GithubHelp home page GithubHelp logo

Comments (27)

milescrawford avatar milescrawford commented on May 26, 2024 2

Hi guys, I've just got spark with scala 2.11 up and running on EMR - no trouble yet, but I haven't done much heavy lifting.

A few steps:

  1. I use a bootstrap action to upgrade to java8. https://gist.github.com/pstorch/c217d8324c4133a003c4

  2. Follow the standard instructions for building a Spark jar with yarn support and scala 2.11: http://spark.apache.org/docs/latest/building-spark.html

  3. Then, since EMR runs YARN for you, I've just been submitting jobs using the spark-submit script, while specifying my custom build as the spark-yarn-jar option.

This sidesteps Amazon's concept of "steps", so might not be practical for everyone, but seems to be working for me. Let me know if there's some fatal flaw in this plan I haven't run into yet! :)

from emr-bootstrap-actions.

christopherbozeman avatar christopherbozeman commented on May 26, 2024

So are you thinking an option that allows for opt-in to a Spark build with scala 2.11?

from emr-bootstrap-actions.

derrickburns avatar derrickburns commented on May 26, 2024

Yes, please.

On Thu, Jan 15, 2015 at 10:41 AM, Christopher Bozeman <
[email protected]> wrote:

So are you thinking an option that allows for opt-in to a Spark build with
scala 2.11?


Reply to this email directly or view it on GitHub
#44 (comment)
.

from emr-bootstrap-actions.

derrickburns avatar derrickburns commented on May 26, 2024

Right now, the only thing gating my adoption of 2.11 is the absence of EMR
support for Spark on 2.11. :)

On Thu, Jan 15, 2015 at 10:45 AM, Derrick Burns [email protected]
wrote:

Yes, please.

On Thu, Jan 15, 2015 at 10:41 AM, Christopher Bozeman <
[email protected]> wrote:

So are you thinking an option that allows for opt-in to a Spark build
with scala 2.11?


Reply to this email directly or view it on GitHub
#44 (comment)
.

from emr-bootstrap-actions.

aniketbhatnagar avatar aniketbhatnagar commented on May 26, 2024

+1 for this. Current workaround is to build your own spark assembly with scala 2.11 and use the user provided jar option (-u) in the spark emr bootstrap script to place it ahead of all other dependencies.

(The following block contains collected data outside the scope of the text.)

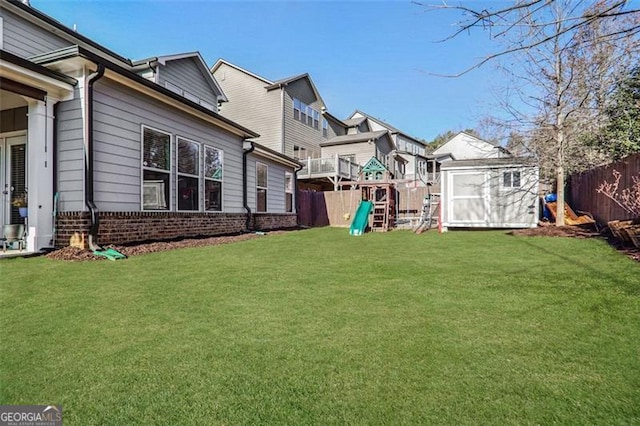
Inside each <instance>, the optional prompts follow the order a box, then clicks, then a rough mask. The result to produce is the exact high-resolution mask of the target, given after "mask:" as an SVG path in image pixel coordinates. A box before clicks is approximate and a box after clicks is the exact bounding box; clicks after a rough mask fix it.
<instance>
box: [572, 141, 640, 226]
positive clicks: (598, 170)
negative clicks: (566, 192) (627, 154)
mask: <svg viewBox="0 0 640 426" xmlns="http://www.w3.org/2000/svg"><path fill="white" fill-rule="evenodd" d="M634 178H635V180H634ZM567 190H568V200H569V203H570V204H571V206H572V207H573V209H574V210H582V211H587V212H590V213H591V214H593V217H594V218H595V219H596V221H598V223H600V224H606V223H607V222H609V221H611V220H622V219H633V218H634V217H636V216H638V215H637V214H634V213H632V212H629V211H627V210H626V209H624V208H623V207H622V206H620V204H619V203H618V202H616V201H615V200H614V199H617V200H618V201H622V198H621V197H623V196H624V194H625V191H626V194H631V196H632V197H635V201H636V203H638V204H639V205H640V199H639V198H640V153H639V154H633V155H630V156H628V157H626V158H624V159H622V160H620V161H618V162H616V163H612V164H609V165H606V166H602V167H597V168H595V169H591V170H588V171H586V172H583V173H579V174H575V175H572V176H571V178H570V179H569V184H568V188H567ZM605 194H609V195H611V197H610V196H607V195H605ZM612 197H613V199H612ZM623 204H624V202H623Z"/></svg>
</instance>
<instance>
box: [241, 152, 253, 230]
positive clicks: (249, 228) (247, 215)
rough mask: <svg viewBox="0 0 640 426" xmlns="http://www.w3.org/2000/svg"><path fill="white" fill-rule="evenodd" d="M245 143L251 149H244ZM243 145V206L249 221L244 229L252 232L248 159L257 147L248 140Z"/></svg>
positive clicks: (242, 194)
mask: <svg viewBox="0 0 640 426" xmlns="http://www.w3.org/2000/svg"><path fill="white" fill-rule="evenodd" d="M245 143H247V144H249V148H244V146H245ZM242 145H243V150H242V204H243V205H244V209H245V210H246V211H247V220H246V221H245V224H244V227H245V229H246V231H250V230H251V229H250V228H251V216H252V213H251V208H250V207H249V201H248V197H247V157H248V155H249V154H250V153H252V152H253V150H254V149H256V146H255V144H254V143H253V142H251V141H247V140H245V141H244V142H243V144H242Z"/></svg>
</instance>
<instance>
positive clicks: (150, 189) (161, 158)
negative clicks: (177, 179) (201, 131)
mask: <svg viewBox="0 0 640 426" xmlns="http://www.w3.org/2000/svg"><path fill="white" fill-rule="evenodd" d="M170 176H171V135H169V134H168V133H164V132H161V131H159V130H155V129H152V128H150V127H143V128H142V208H143V210H169V200H170V199H171V198H170V196H169V194H170V192H169V191H170Z"/></svg>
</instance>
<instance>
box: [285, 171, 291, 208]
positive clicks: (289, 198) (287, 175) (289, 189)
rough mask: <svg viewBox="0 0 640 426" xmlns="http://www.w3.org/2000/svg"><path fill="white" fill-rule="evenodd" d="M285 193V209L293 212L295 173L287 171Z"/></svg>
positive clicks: (285, 181) (285, 174)
mask: <svg viewBox="0 0 640 426" xmlns="http://www.w3.org/2000/svg"><path fill="white" fill-rule="evenodd" d="M284 194H285V211H286V212H287V213H291V212H293V174H291V173H288V172H285V174H284Z"/></svg>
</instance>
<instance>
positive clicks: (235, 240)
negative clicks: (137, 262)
mask: <svg viewBox="0 0 640 426" xmlns="http://www.w3.org/2000/svg"><path fill="white" fill-rule="evenodd" d="M283 232H291V231H269V232H264V233H251V234H238V235H223V236H220V237H209V238H185V239H183V240H178V241H158V242H150V243H140V244H132V245H126V246H124V245H122V246H120V245H107V246H104V247H103V248H104V249H108V248H112V249H115V250H117V251H119V252H120V253H122V254H124V255H125V256H127V257H131V256H136V255H139V254H146V253H154V252H158V251H165V250H175V249H179V248H188V247H203V246H217V245H221V244H230V243H235V242H238V241H246V240H252V239H255V238H264V237H265V236H266V235H276V234H281V233H283ZM46 256H47V257H48V258H50V259H56V260H68V261H91V260H107V259H106V258H105V257H103V256H96V255H94V254H93V253H92V252H91V251H90V250H83V249H81V248H78V247H71V246H69V247H64V248H61V249H59V250H55V251H52V252H51V253H48V254H47V255H46Z"/></svg>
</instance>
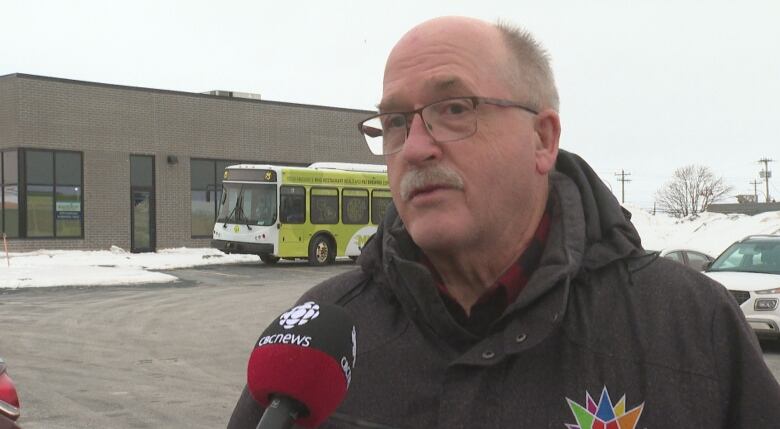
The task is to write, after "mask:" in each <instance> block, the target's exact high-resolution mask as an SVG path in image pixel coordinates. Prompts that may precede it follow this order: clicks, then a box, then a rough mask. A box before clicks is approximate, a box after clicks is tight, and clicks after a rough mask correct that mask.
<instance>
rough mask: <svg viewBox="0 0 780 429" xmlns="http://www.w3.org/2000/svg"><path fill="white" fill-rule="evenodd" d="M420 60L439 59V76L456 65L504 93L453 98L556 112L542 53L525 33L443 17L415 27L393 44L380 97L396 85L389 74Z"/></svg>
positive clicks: (435, 18)
mask: <svg viewBox="0 0 780 429" xmlns="http://www.w3.org/2000/svg"><path fill="white" fill-rule="evenodd" d="M423 55H429V56H433V55H439V57H440V58H439V62H440V64H439V67H438V69H439V70H440V71H442V72H443V73H446V72H447V71H448V70H447V69H448V67H447V64H446V62H447V61H450V62H454V63H456V62H459V61H460V62H464V63H465V65H466V66H468V67H471V68H472V69H473V71H475V72H476V73H478V74H477V75H476V78H478V79H479V80H481V81H488V84H489V85H490V86H494V87H498V86H501V87H503V88H504V89H503V91H500V92H501V93H496V94H458V95H480V96H495V97H502V98H511V99H514V100H515V101H518V102H524V103H527V104H530V105H531V106H532V107H534V108H536V109H540V110H541V109H544V108H551V109H553V110H556V111H557V109H558V95H557V91H556V90H555V84H554V81H553V77H552V71H551V69H550V66H549V61H548V59H547V56H546V54H545V52H544V51H543V50H542V48H541V47H540V46H539V44H538V43H537V42H536V41H535V40H533V38H532V37H531V36H530V35H529V34H528V33H525V32H522V31H521V30H519V29H516V28H513V27H511V26H509V25H507V24H503V23H499V24H491V23H487V22H485V21H481V20H478V19H474V18H468V17H459V16H446V17H439V18H434V19H431V20H429V21H425V22H423V23H421V24H419V25H417V26H416V27H414V28H412V29H411V30H410V31H409V32H407V33H406V34H405V35H404V36H403V37H402V38H401V39H400V40H399V41H398V43H397V44H396V45H395V47H394V48H393V50H392V51H391V53H390V56H389V57H388V60H387V64H386V67H385V96H387V95H389V94H387V90H388V83H392V81H393V80H395V79H397V75H396V74H394V73H396V72H397V71H398V70H410V69H413V68H414V66H415V65H416V64H417V63H419V60H420V58H421V56H423ZM390 86H392V85H390ZM391 89H392V88H391ZM507 92H508V93H507ZM380 107H382V106H380Z"/></svg>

from emr-bootstrap-actions.

schmmd avatar schmmd commented on May 26, 2024

This is gating us too.

from emr-bootstrap-actions.

schmmd avatar schmmd commented on May 26, 2024

@aniketbhatnagar does your workaround work well for you?

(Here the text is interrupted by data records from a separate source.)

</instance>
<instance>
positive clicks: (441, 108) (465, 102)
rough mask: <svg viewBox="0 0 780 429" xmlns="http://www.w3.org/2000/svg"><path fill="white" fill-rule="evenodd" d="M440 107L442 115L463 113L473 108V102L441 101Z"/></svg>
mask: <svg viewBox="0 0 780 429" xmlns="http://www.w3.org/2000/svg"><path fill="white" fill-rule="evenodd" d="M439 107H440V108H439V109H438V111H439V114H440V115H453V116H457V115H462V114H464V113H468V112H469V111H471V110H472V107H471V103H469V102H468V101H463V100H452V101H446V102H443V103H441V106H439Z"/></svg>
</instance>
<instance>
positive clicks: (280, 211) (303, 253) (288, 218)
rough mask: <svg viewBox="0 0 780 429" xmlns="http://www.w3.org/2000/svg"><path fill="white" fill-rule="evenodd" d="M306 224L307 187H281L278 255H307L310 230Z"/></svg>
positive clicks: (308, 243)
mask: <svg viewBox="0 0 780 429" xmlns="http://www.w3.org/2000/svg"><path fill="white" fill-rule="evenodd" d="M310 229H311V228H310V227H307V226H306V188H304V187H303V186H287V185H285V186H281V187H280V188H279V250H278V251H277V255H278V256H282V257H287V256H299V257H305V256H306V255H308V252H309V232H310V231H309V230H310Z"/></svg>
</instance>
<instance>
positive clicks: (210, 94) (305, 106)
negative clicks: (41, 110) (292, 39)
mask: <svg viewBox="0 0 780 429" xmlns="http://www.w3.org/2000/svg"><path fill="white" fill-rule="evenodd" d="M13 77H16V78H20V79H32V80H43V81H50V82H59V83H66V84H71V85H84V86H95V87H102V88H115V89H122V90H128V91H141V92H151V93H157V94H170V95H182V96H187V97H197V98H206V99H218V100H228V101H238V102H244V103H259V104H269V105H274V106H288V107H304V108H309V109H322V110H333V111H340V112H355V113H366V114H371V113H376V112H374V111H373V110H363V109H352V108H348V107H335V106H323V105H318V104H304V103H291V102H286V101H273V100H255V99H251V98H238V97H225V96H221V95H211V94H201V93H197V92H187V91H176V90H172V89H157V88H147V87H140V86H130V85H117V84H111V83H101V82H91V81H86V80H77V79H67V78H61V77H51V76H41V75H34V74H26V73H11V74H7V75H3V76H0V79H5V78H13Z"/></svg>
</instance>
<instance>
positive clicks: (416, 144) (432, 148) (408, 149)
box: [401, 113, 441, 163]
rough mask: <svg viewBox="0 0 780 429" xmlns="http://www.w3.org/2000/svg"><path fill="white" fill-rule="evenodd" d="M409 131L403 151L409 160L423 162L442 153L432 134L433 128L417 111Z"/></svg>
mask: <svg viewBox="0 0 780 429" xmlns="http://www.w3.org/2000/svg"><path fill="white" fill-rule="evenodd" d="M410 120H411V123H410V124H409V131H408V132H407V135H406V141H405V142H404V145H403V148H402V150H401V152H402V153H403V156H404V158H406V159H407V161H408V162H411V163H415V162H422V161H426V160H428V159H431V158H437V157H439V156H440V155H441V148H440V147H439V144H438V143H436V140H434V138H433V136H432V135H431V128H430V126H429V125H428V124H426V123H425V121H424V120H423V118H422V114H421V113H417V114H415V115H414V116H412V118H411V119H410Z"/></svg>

from emr-bootstrap-actions.

derrickburns avatar derrickburns commented on May 26, 2024

No

Sent from my iPhone

On Feb 9, 2015, at 9:13 AM, Michael Schmitz [email protected] wrote:

@aniketbhatnagar does your workaround work well for you?


Reply to this email directly or view it on GitHub.

from emr-bootstrap-actions.

christopherbozeman avatar christopherbozeman commented on May 26, 2024

I have an experimental Spark 1.2.1 built with Scala 2.11 for testing. Request version 1.2.1.a-2.11.

Example:

aws --region us-east-1 emr create-cluster --name spark-ami332-121a-scala-2.11 --ami-version 3.3 --instance-type m3.xlarge --instance-count 3 --use-default-role --ec2-attributes KeyName=<blah>,SubnetId=<blah> --applications Name=Hive --bootstrap-actions Name=InstallSpark,Path=s3://support.elasticmapreduce/spark/install-spark,Args=[-x,-v,1.2.1.a-2.11] 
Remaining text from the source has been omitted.